Back when the anime movie Your Name. was released, nobody could have predicted the impact it would have in Japan. Even now, with so many product tie-ins, theatrical run extensions, spinoff merchandise, and regional collaborations, no one can really say where it will end.

With the news that has it broken 20.5 billion yen (approx. USD $170 million) domestically, and an additional 4.77 billion (approx.

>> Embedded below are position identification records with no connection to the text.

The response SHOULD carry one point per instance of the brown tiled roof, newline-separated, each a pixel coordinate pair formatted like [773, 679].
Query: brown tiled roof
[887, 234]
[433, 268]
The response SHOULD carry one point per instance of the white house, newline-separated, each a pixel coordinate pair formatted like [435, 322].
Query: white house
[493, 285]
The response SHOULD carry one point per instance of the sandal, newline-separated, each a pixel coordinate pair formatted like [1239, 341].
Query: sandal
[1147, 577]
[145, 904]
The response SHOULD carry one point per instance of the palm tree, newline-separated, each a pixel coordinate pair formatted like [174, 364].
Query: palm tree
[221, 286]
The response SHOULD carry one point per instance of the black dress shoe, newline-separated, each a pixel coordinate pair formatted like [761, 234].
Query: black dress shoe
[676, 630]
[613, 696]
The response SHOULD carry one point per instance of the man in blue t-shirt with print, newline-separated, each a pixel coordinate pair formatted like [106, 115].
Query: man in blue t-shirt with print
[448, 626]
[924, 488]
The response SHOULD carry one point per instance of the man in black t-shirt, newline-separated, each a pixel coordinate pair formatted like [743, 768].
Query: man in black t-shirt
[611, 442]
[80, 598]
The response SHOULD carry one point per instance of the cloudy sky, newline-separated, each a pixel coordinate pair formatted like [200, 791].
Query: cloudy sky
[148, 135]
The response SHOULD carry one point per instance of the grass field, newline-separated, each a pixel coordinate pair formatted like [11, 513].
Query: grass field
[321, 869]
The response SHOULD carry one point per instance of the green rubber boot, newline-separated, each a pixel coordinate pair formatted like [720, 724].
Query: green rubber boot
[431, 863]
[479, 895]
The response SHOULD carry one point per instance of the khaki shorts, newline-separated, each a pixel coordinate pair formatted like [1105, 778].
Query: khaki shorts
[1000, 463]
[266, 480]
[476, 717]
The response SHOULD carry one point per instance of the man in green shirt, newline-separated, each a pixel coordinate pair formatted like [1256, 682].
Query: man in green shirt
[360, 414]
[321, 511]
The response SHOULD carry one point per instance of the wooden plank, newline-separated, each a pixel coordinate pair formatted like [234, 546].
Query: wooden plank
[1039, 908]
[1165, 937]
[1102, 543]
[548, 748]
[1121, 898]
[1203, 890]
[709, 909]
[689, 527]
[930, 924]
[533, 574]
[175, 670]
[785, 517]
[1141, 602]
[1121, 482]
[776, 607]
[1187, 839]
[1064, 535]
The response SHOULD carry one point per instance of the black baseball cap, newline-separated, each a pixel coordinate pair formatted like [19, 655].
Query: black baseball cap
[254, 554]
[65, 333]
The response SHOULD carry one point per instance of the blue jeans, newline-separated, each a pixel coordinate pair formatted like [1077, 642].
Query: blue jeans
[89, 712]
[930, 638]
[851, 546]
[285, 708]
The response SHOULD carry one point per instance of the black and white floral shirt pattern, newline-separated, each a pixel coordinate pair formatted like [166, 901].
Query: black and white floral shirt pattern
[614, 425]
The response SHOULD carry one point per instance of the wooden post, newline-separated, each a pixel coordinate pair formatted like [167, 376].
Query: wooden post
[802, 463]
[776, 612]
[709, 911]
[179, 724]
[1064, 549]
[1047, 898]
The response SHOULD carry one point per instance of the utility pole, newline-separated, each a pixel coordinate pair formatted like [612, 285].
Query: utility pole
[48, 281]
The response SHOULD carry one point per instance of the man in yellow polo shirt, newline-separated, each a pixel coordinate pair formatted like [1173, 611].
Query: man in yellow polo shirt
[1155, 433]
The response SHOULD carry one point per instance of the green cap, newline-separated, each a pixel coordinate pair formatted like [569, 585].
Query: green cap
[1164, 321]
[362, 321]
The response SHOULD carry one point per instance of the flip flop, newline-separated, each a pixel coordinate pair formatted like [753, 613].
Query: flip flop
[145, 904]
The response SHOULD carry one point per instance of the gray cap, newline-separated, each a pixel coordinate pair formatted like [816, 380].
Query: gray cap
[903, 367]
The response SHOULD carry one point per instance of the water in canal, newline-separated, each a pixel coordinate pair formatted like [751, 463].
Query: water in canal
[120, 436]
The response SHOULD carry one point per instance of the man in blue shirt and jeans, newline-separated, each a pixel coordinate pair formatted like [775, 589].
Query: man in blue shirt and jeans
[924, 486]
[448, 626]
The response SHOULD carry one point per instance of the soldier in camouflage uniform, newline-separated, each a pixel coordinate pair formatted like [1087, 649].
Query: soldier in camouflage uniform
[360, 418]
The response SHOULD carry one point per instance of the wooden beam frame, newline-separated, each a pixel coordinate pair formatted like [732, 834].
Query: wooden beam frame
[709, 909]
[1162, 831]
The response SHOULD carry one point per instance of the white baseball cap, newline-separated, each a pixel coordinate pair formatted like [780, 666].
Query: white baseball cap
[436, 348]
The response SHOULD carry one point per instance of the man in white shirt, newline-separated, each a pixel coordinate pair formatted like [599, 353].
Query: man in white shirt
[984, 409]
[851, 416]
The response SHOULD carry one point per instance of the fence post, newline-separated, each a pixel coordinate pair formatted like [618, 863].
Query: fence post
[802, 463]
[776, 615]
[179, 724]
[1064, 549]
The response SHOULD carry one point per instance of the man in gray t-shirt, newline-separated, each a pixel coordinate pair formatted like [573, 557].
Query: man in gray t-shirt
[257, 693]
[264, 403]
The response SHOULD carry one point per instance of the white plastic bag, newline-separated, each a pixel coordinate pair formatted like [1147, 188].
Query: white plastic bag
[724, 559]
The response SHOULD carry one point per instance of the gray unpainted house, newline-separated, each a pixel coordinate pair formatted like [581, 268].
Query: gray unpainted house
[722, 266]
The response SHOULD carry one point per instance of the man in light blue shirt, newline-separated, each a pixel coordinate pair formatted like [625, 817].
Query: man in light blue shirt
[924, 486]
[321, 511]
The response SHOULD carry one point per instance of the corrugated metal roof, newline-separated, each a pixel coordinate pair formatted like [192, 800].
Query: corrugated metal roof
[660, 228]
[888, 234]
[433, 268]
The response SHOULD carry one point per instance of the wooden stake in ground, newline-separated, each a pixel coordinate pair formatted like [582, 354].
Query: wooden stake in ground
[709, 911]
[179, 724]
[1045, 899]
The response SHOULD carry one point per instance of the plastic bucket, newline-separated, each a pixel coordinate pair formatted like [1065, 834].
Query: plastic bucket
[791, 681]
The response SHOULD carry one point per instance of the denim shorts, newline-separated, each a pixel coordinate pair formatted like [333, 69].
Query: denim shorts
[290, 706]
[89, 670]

USD $40 million) in China during the first three days of its release, it has become the second-highest grossing domestic movie in history in Japan as well as the twentieth-highest grossing movie worldwide this year.

In the months since its release, the passionate following that the film has garnered has only grown stronger. It is now a worldwide phenomenon, and many have attempted to investigate the catalyst(s) contributing to such an outcome. Prominent among them was Japanese public broadcaster NHK.

Last month, an episode of the long-running current affairs program Close-up Gendai on NHK tried to answer the question of what was behind the unparalleled success of Your Name.

At the time, the movie had not yet overtaken Howl’s Moving Castle in the all-time domestic movie rankings and was holding the no. 3 spot.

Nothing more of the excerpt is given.